Internal Life? Or External Walk?

matterofprayer blog post for Monday, December 30, 2013

winter road

For the past few years, I’ve been concerning myself with—myself. I have been striving to maintain some kind of spiritual balance, working on my internal, spiritual component. I pray regularly (or at least, try to). I visit my therapist and spiritual director regularly, work out on a weekly basis at the local YMCA gym, and I even practiced relaxation and meditation in an intensive way for several months. In all of this, I have been working on the inner “me.”

I have also been intentional with my prayer life. Not only have I been praying on an increasingly regular basis, but I’ve also started a prayer chain and prayer blog, so we all can be encouraged in our personal prayer lives. This helps my inner relationship with God prosper, too.

But, what about my relationship with others? How about my family?
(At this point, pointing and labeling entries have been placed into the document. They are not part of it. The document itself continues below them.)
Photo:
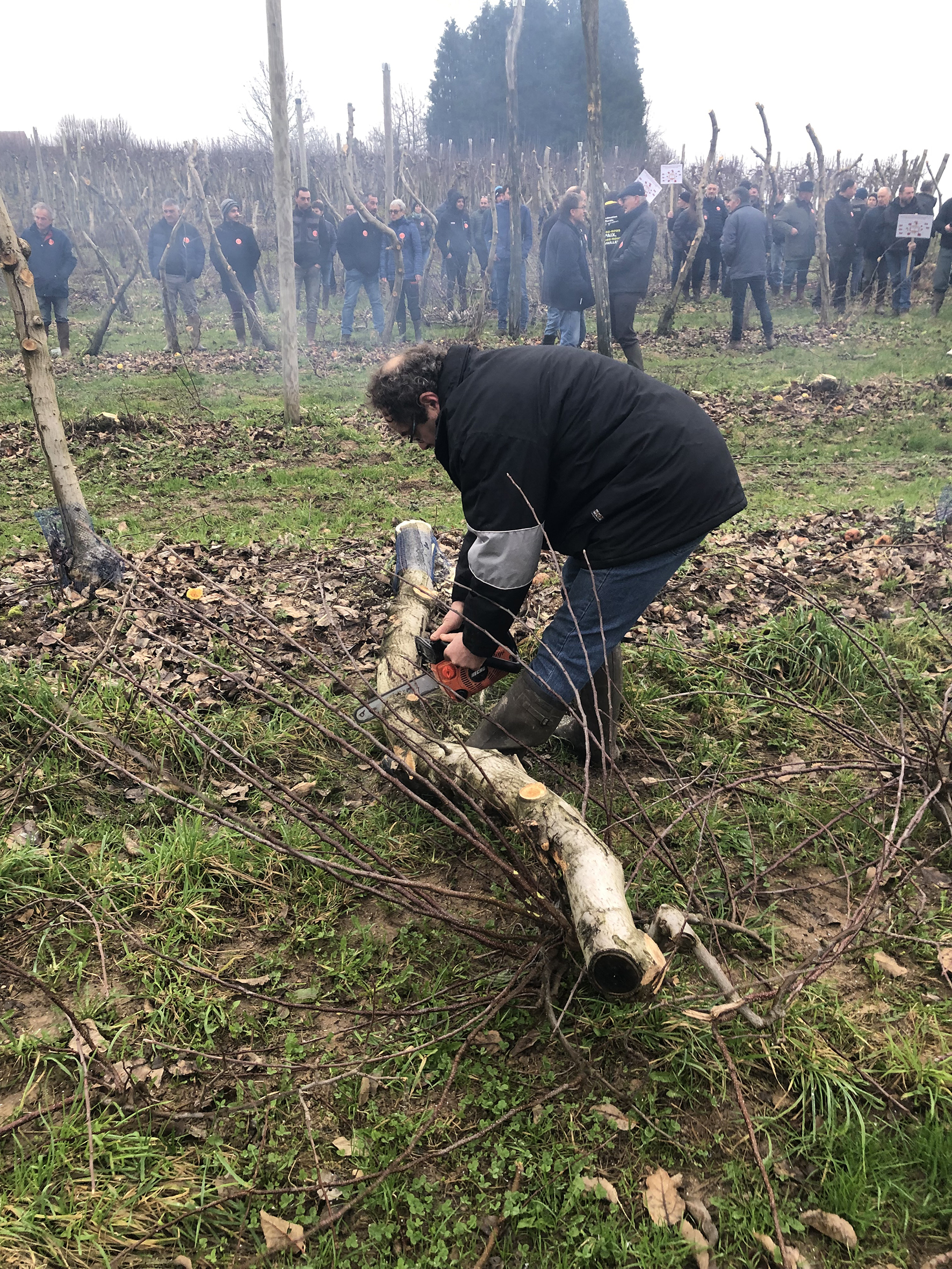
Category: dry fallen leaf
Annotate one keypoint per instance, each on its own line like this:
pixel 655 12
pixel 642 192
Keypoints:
pixel 662 1198
pixel 833 1226
pixel 615 1115
pixel 601 1188
pixel 889 966
pixel 281 1235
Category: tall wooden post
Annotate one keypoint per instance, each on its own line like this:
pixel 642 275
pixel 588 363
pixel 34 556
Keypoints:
pixel 512 110
pixel 389 188
pixel 597 190
pixel 301 144
pixel 282 213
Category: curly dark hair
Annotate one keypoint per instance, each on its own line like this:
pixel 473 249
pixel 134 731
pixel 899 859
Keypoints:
pixel 395 387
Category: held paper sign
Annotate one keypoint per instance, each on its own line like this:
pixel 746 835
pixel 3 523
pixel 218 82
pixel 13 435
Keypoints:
pixel 913 226
pixel 652 188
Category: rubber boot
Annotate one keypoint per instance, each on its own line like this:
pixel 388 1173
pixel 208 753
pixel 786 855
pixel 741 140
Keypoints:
pixel 601 709
pixel 522 720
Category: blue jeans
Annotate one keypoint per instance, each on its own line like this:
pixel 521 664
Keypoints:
pixel 569 324
pixel 354 281
pixel 600 607
pixel 943 268
pixel 501 281
pixel 739 291
pixel 54 305
pixel 900 265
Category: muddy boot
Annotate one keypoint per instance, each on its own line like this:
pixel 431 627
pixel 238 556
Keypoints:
pixel 522 720
pixel 601 709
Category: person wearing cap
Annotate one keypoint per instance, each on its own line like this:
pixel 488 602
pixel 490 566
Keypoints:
pixel 313 249
pixel 630 268
pixel 746 248
pixel 872 244
pixel 409 235
pixel 455 243
pixel 501 272
pixel 715 213
pixel 682 223
pixel 796 227
pixel 859 205
pixel 359 250
pixel 183 264
pixel 240 249
pixel 51 262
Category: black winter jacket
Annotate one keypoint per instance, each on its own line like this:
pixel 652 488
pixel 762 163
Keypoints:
pixel 186 255
pixel 51 261
pixel 942 221
pixel 359 244
pixel 715 213
pixel 240 249
pixel 746 243
pixel 841 227
pixel 603 458
pixel 315 237
pixel 455 234
pixel 566 281
pixel 630 261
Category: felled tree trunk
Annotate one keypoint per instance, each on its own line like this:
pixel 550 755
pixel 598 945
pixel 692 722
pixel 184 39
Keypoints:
pixel 666 321
pixel 621 960
pixel 88 561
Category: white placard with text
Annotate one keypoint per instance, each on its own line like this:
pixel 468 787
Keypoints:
pixel 652 188
pixel 914 226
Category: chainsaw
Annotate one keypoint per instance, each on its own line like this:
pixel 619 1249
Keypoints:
pixel 445 677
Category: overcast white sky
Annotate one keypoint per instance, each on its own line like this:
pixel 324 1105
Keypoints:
pixel 182 71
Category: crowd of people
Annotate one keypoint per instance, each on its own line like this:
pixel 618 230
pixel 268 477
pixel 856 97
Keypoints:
pixel 738 243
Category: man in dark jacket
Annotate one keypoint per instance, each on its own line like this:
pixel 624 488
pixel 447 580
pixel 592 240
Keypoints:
pixel 240 249
pixel 409 236
pixel 796 226
pixel 315 243
pixel 856 277
pixel 841 240
pixel 501 273
pixel 630 268
pixel 871 240
pixel 901 253
pixel 682 225
pixel 51 262
pixel 715 213
pixel 183 264
pixel 576 452
pixel 455 243
pixel 359 249
pixel 942 225
pixel 566 286
pixel 746 248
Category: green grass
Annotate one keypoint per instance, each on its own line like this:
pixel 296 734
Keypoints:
pixel 207 458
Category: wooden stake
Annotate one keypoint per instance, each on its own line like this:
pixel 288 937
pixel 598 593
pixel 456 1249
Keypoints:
pixel 282 213
pixel 597 191
pixel 389 188
pixel 89 561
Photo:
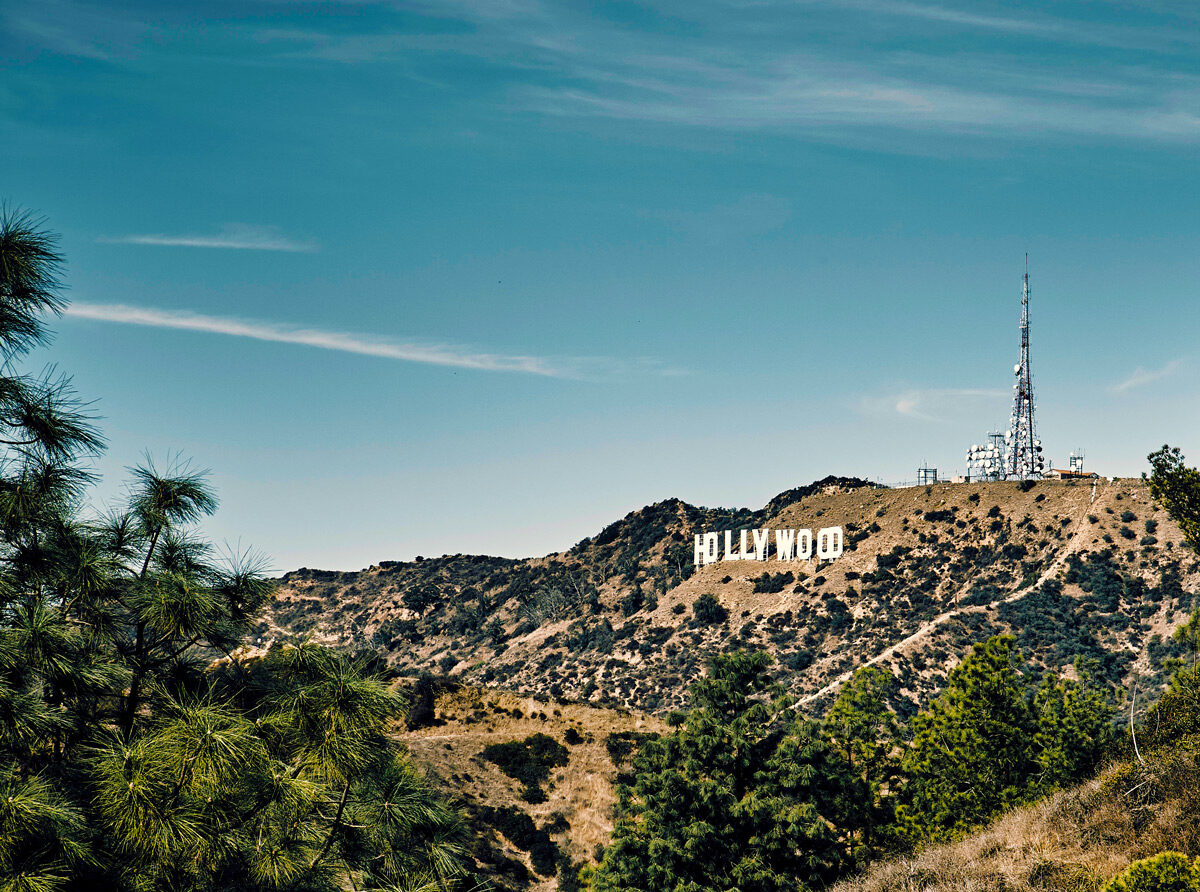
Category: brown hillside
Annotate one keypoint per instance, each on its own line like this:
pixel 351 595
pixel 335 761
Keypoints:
pixel 580 795
pixel 1079 572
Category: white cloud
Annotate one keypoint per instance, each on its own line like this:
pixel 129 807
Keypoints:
pixel 928 405
pixel 238 237
pixel 363 345
pixel 1140 377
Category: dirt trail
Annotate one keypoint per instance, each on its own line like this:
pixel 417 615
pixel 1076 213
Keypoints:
pixel 1072 546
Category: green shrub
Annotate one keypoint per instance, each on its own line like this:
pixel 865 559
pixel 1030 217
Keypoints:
pixel 708 611
pixel 528 761
pixel 1165 872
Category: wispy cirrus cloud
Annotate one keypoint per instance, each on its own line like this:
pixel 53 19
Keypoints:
pixel 927 403
pixel 454 357
pixel 234 237
pixel 1141 377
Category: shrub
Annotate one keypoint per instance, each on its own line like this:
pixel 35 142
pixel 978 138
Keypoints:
pixel 520 830
pixel 773 582
pixel 1165 872
pixel 708 611
pixel 528 761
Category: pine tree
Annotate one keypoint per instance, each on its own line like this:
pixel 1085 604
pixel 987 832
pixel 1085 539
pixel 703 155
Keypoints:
pixel 1177 489
pixel 744 795
pixel 139 748
pixel 865 734
pixel 971 752
pixel 1074 729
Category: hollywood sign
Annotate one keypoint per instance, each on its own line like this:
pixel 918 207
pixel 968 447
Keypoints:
pixel 755 544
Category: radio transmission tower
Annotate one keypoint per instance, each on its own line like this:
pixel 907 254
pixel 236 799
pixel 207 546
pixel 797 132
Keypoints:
pixel 1023 448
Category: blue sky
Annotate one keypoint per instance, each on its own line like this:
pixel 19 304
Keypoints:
pixel 481 276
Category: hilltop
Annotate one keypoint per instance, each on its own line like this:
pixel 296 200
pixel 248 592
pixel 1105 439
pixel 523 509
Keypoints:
pixel 1079 572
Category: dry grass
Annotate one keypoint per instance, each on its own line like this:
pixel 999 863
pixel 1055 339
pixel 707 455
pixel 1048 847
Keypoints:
pixel 582 792
pixel 1073 840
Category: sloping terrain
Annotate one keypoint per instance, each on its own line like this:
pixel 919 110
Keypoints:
pixel 1074 840
pixel 521 844
pixel 1087 574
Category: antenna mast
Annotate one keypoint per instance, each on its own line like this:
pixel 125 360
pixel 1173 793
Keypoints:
pixel 1024 456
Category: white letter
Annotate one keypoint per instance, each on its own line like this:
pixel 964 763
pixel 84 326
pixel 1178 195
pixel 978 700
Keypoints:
pixel 829 543
pixel 804 545
pixel 760 544
pixel 785 543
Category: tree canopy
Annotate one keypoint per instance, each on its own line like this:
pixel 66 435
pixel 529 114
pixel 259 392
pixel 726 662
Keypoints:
pixel 139 747
pixel 743 795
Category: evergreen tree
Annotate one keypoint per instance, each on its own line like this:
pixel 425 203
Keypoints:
pixel 744 795
pixel 1177 489
pixel 138 748
pixel 971 754
pixel 865 734
pixel 1074 729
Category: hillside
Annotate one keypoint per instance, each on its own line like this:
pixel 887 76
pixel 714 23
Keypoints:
pixel 1077 572
pixel 522 844
pixel 1074 840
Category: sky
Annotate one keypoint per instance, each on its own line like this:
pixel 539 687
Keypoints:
pixel 485 275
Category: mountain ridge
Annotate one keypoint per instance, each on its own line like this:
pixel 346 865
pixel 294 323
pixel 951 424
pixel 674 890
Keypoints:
pixel 623 618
Friends? What about those at church, or at the gym? What about my co-workers, or strangers I meet on the street? Have I been as studious and diligent at developing my relationship with them?

Yes, I am called by God to be in relationship with God—the vertical relationship.  But I am also called to be in community, as well—the horizontal relationship, one with another. One of my spiritual gifts is helping people. And by nature, I am kind and compassionate in my relations with others. It’s my relationship with others and with my local community (as well as their relationship with me) that I want to work on in 2014.

That’s why 2014 is my year to be kind. To help. To be of service. Intentionally.

(I will explore my thoughts and experiences of my year of service throughout 2014. I’ll do this at a new blog— www.ayearofbeingkind.net, starting on January 1, 2014. I’m excited! Visit me there, too.)

Let’s pray. Dear God, as the old year ends and the new year begins, I see new hopes ahead. New opportunities. New experiences. God, be with me as I begin a year of intentional service. I pray that this service be God-honoring. I ask You to lead me into places and experiences that You intend. Even challenging and difficult things. Protect me, guard me, guide me. I know You will be there, holding my hand. Thank You for my friends and prayer partners, who will be right by my side (in prayer!). God, in Your mercy, hear our prayers.